El mejor Dragon Age.

Plataforma: PS4 (analizada), PC (analizada), One, PS3, 360
Desarrollador: Bioware
Distribuidor: Electronic Arts

Luego de rebasar las sesenta horas de juego solo pienso una cosa: me habría encantado que Dragon Age: Inquisition hubiera llegado en junio. Así tendría dos meses para encerrarme en la recámara sin tener contacto con el mundo exterior. Salvar a Thedas no es tarea sencilla, mucho menos recolectar cada planta de Elfroot que se encuentra en el camino.

Dragon Age: Inquisition es la tercera parte de una saga relativamente joven que refleja por qué BioWare es uno de los mejores estudios que existen en la industria. Los desarrolladores se tomaron en serio las críticas de Dragon Age II y nuevamente ofrecen una experiencia digna de competir por el juego del año.

La adopción del Frostbite 3 como motor gráfico llega con varios cambios, el más evidente es una experiencia de juego de mundo abierto. Los escenarios son gigantescos y las pantallas de carga no existen, a menos que decidas cambiar de región. Por momentos se siente como Skyrim, luego como World of Warcraft, pero en ningún momento deja de ser Dragon Age.

Visita obligada a Dragon Age Keep

Sin entrar en detalles de la historia, Inquisition toma una estructura similar a Origins. El mundo está en peligro, tu eres la única persona que puede salvarlo pero el mal es tan grande que necesitarás toda la ayuda posible. Tu deber será convencerlos para unirse a la causa y para esto deberás realizar diversos quests.
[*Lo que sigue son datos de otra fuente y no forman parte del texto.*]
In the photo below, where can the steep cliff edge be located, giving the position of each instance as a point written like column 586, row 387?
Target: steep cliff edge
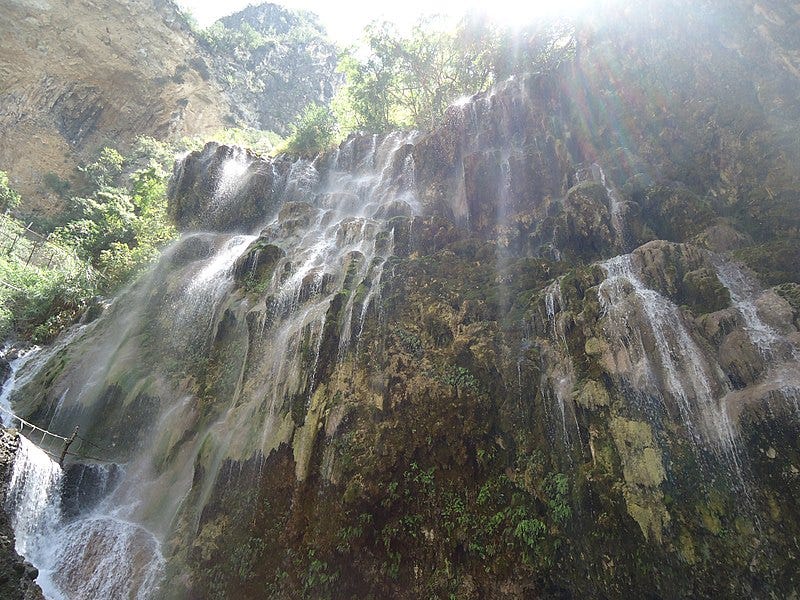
column 77, row 75
column 517, row 356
La historia de Dragon Age es compleja y si este es tu primer juego la recomendación es que antes de te des una vuelta por Dragon Age Keep, una aplicación web creada por BioWare y EA que te ayudarán a entender mejor las cosas que pasaron en los juegos anteriores. Si jugaste al menos uno la parada es más que obligatoria ya que por medio de tu cuenta de Origin (antes BioWare) podrás importar tu avance.

El Keep permite crear un mundo basado en tus acciones que podrá ser exportado a Inquisition y ver sus efectos. En mi caso jugué los dos títulos, el primero casi en su totalidad y es increíble ver la cantidad de referencias o apariciones que existen, algunas incluso te dejarán sin aliento.
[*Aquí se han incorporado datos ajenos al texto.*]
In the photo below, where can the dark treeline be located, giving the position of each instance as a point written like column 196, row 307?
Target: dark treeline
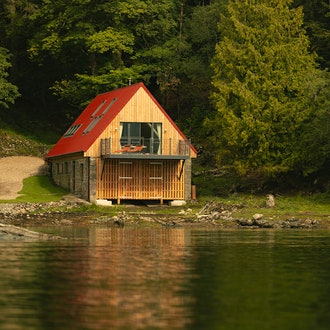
column 246, row 80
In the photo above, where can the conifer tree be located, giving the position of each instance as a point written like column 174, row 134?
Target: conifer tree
column 264, row 80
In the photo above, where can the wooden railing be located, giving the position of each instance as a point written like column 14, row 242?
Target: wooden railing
column 165, row 147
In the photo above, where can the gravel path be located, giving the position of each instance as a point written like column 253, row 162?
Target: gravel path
column 14, row 169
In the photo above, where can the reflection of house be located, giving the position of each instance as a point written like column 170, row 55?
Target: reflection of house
column 124, row 146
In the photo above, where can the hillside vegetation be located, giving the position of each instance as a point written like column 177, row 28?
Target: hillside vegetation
column 15, row 144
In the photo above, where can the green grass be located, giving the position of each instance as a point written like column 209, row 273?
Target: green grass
column 39, row 189
column 295, row 206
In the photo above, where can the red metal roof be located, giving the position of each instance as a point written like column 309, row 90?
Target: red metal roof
column 96, row 117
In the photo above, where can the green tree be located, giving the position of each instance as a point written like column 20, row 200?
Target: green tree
column 101, row 44
column 317, row 23
column 265, row 79
column 8, row 91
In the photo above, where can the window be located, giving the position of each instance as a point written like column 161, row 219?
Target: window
column 72, row 130
column 95, row 119
column 148, row 135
Como todo RPG de fantasía la oferta de razas incluye humano, elfo y enano con la posibilidad de ser guerrero, pícaro o mago (excepto el enano porque enanos magos es sacrilegio). La novedad es la raza Qunari, esos gigantes con cuernos que son perfectos para usarlos como tanque. El sistema de creación de personaje es uno de los más completos que hay para un RPG y se pone al nivel de Skyrim.
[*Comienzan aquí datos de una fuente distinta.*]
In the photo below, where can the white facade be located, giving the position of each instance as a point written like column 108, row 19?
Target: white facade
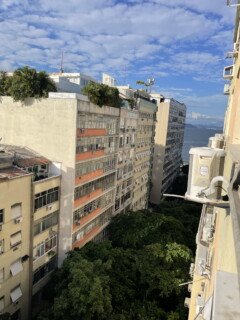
column 70, row 82
column 167, row 145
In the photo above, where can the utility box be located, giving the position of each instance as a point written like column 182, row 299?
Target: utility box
column 205, row 164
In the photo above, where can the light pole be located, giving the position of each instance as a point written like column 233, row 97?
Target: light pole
column 231, row 4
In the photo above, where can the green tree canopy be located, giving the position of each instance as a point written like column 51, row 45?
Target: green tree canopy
column 101, row 94
column 26, row 83
column 134, row 275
La selección inicial limita el armamento y las habilidades disponibles. Cada clase tiene cuatro árboles de especialización que podrás llenar con puntos de experiencia ganados al subir de nivel. Debido a que el objetivo del juego es hacerte de aliados, es increible el poder de personalización que tienes para tener el grupo perfecto.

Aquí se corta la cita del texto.